This presentation was made at the 2019 NAFEMS World Congress in Quebec Canada

Resource Abstract

Off Road equipment customers make their purchase either to move soil or prepare, nurture or harvest their crop. Requirements are increasingly complex and critical due to market globalization and speed to commercialization. During the product development process multiple methods and tools are allowing engineers to model complex interactions between vehicle and soil/crop. Those are key components to full system modeling. Discrete Element Method (DEM) and computational Fluid Dynamics (CFD) are well known methods in the industry for modeling soil & crop to machine interactions. As part of those methodologies, a very critical aspect is the material model calibration. In addition, the sub-systems of a vehicle often lead to a different model or needs.
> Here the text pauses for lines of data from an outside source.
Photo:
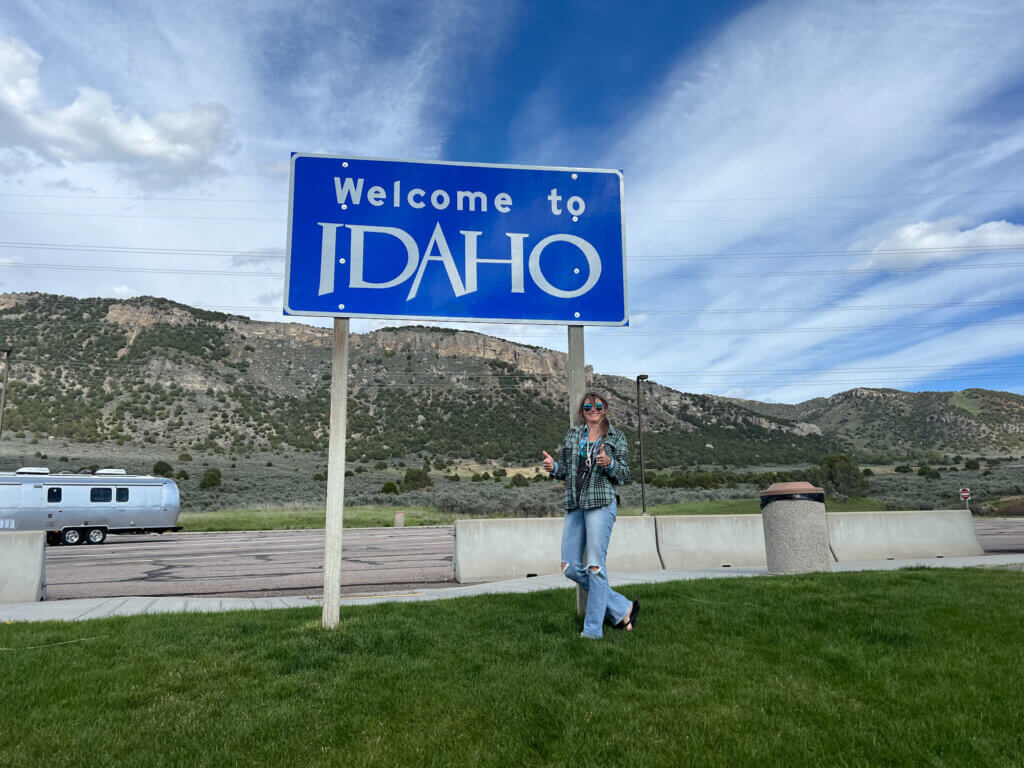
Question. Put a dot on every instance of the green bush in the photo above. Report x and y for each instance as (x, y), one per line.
(163, 469)
(211, 479)
(415, 479)
(842, 476)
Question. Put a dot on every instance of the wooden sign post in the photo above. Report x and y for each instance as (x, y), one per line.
(577, 386)
(336, 474)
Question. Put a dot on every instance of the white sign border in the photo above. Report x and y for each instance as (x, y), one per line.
(519, 321)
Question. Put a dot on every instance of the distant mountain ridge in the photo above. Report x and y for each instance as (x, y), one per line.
(970, 420)
(155, 371)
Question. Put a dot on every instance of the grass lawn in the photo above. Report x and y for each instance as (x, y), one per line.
(907, 668)
(743, 506)
(289, 517)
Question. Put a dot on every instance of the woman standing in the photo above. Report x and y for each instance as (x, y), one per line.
(594, 460)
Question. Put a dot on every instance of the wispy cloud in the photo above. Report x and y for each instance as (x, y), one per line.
(798, 131)
(928, 242)
(172, 146)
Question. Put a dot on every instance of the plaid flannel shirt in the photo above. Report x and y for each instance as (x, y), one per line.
(600, 492)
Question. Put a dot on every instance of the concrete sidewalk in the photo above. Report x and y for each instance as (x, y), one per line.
(76, 610)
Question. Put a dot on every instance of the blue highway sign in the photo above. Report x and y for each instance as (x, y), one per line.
(455, 241)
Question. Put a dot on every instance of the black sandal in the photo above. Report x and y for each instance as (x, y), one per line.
(631, 619)
(634, 612)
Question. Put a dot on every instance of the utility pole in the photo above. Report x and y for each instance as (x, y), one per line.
(3, 388)
(577, 386)
(643, 485)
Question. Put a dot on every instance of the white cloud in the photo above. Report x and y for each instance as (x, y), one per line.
(798, 130)
(168, 147)
(944, 241)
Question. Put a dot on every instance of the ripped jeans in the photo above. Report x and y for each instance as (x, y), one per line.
(585, 549)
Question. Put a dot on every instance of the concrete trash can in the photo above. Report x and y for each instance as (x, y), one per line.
(796, 528)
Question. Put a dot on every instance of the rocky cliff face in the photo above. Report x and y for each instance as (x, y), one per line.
(151, 369)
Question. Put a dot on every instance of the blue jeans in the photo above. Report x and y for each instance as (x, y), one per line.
(585, 550)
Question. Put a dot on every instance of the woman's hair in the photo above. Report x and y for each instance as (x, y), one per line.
(604, 413)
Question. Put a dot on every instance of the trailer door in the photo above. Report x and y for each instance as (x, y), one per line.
(10, 497)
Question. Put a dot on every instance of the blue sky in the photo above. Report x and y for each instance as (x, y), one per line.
(819, 196)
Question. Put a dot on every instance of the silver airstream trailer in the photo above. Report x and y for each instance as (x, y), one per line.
(77, 508)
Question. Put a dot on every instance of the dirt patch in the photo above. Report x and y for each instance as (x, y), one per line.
(1010, 506)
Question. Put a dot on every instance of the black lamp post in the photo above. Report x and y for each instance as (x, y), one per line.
(3, 387)
(643, 485)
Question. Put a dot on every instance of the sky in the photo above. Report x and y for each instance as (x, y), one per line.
(818, 196)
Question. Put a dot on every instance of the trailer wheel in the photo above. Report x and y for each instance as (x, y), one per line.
(71, 536)
(96, 536)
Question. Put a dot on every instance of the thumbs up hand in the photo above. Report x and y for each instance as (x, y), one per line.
(549, 463)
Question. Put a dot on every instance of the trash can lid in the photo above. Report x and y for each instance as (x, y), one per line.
(802, 489)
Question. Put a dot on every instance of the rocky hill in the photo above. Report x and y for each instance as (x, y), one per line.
(153, 372)
(968, 421)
For example, a combine harvester has over eight areas of engagement with the crop or soil (cutting head, cleaning shoe, grain tank, spreader, tire, etc.) and each potentially requiring different needs and approaches. Classical soil mechanics have developed multiple tests in the last 50 years to derive critical physics parameters such as internal angle of friction or modulus of elasticity which were used in the development of the models. The numerical methods used nowadays often requires additional parameters such as “damping” or meshing/particle size that are inherent to the numerical methods in place. Another aspect sometimes ignored is the interactions among the model parameters and that unique testing alone cannot solve for the complex problems at hand. A proposed solution relies on a combination of tests along with an optimization algorithm which allows to find an optimum compromise for a set of parameters. A validation is also required to narrow down the best possible solution among best set of candidates. This overall calibration process is necessary to tackle the large amount of materials that off-road equipment is interacting with. As an engineer, it enables understanding of critical components and handle system optimization.